Fraude financiero evoluciona: cuentas mulas ahora usan IA y deepfakes en México

Fraude financiero evoluciona: cuentas mulas ahora usan IA y deepfakes en México
Fraude financiero evoluciona: cuentas mulas ahora usan IA y deepfakes en México

El paisaje del fraude financiero digital en México está experimentando una transformación radical y alarmante. Las tradicionales cuentas mulas, utilizadas para lavar dinero y mover fondos ilícitos, han dejado de depender únicamente del reclutamiento de personas reales, muchas veces engañadas. Hoy, los defraudadores están escalando sus operaciones mediante la combinación de identidades sintéticas generadas por inteligencia artificial, deepfakes hiperrealistas y procesos de automatización, creando un modelo de delito más sofisticado y difícil de rastrear.

Según datos de la firma de verificación Sumsub, el uso de cuentas mulas ha crecido 4.5 veces en México en los últimos cinco años. Este tipo de fraude ya representa aproximadamente el 11% de los principales fraudes de primera parte registrados en 2025, donde el cliente mismo, o una identidad falsa asociada a él, es instrumentalizado para el delito. La evolución marca un punto de inflexión: los criminales ya no solo explotan vulnerabilidades humanas, sino que industrializan el fraude con tecnología de punta.

El modus operandi actual integra varias capas tecnológicas. Primero, se crean identidades sintéticas completas –nombres, rostros, datos biométricos– utilizando generadores de IA. Luego, para verificar estas identidades falsas ante instituciones financieras o plataformas, se emplean deepfakes de video o audio que simulan a una persona real pasando un proceso de autenticación. Finalmente, bots y scripts automatizan el proceso de phishing, la creación masiva de cuentas y el movimiento inicial de fondos, permitiendo operaciones a una escala antes imposible.

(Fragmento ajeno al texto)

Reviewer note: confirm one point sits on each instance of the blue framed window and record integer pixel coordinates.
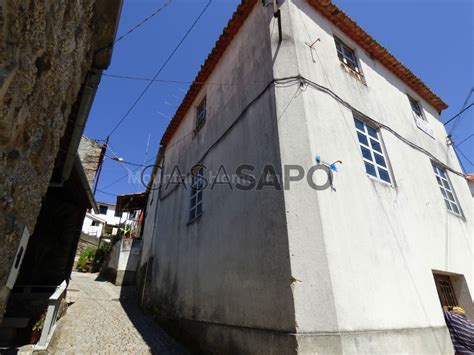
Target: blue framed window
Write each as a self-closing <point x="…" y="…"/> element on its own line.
<point x="372" y="151"/>
<point x="446" y="188"/>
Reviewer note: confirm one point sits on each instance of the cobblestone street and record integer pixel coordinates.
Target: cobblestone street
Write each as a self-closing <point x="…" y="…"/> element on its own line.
<point x="105" y="318"/>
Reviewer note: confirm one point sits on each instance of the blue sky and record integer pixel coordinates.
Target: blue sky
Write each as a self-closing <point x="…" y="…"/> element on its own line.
<point x="434" y="38"/>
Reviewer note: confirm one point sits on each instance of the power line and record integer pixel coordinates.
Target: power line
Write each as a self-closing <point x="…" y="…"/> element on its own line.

Un desafío para los sistemas tradicionales

Esta sofisticación representa un reto monumental para los sistemas antifraude basados en reglas simples o verificación de documentos estáticos. “La detección ya no puede basarse en reglas aisladas”, señala el análisis, “sino en la correlación de identidad, comportamiento y transacciones en tiempo real”. Un documento de identidad puede parecer válido, pero si el rostro que aparece en el video de verificación es un deepfake generado minutos antes y el patrón de transacciones de la cuenta es atípico desde su creación, solo un sistema que analice todos estos factores de manera conjunta podrá alertar sobre el riesgo.

Para el usuario común en México, esta evolución del fraude se traduce en una amenaza más invisible y persuasiva. Los deepfakes pueden ser utilizados no solo para crear cuentas falsas, sino también para suplantar a familiares o contactos en videollamadas falsas pidiendo transferencias urgentes. La combinación de ingeniería social con tecnología convincente crea un cóctel peligroso. Las instituciones financieras, por su parte, se ven obligadas a invertir en soluciones de verificación de identidad más robustas, que incluyan detección de vitalidad (para asegurar que es una persona real y no un video) y análisis de metadatos digitales.

El fenómeno subraya la doble cara de la innovación tecnológica. Mientras herramientas de IA generativa como los modelos de lenguaje o de imagen avanzan para el público, las mismas bases técnicas son cooptadas por actores malintencionados para perfeccionar sus estafas. La respuesta, coinciden los expertos en ciberseguridad, debe ser igualmente tecnológica y proactiva, pero también requiere de una mayor educación financiera y digital de la población para reconocer las nuevas trampas. La batalla contra el fraude ya no se libra solo en el ámbito de las contraseñas o los correos phishing, sino en el campo del realismo sintético y la automatización maliciosa.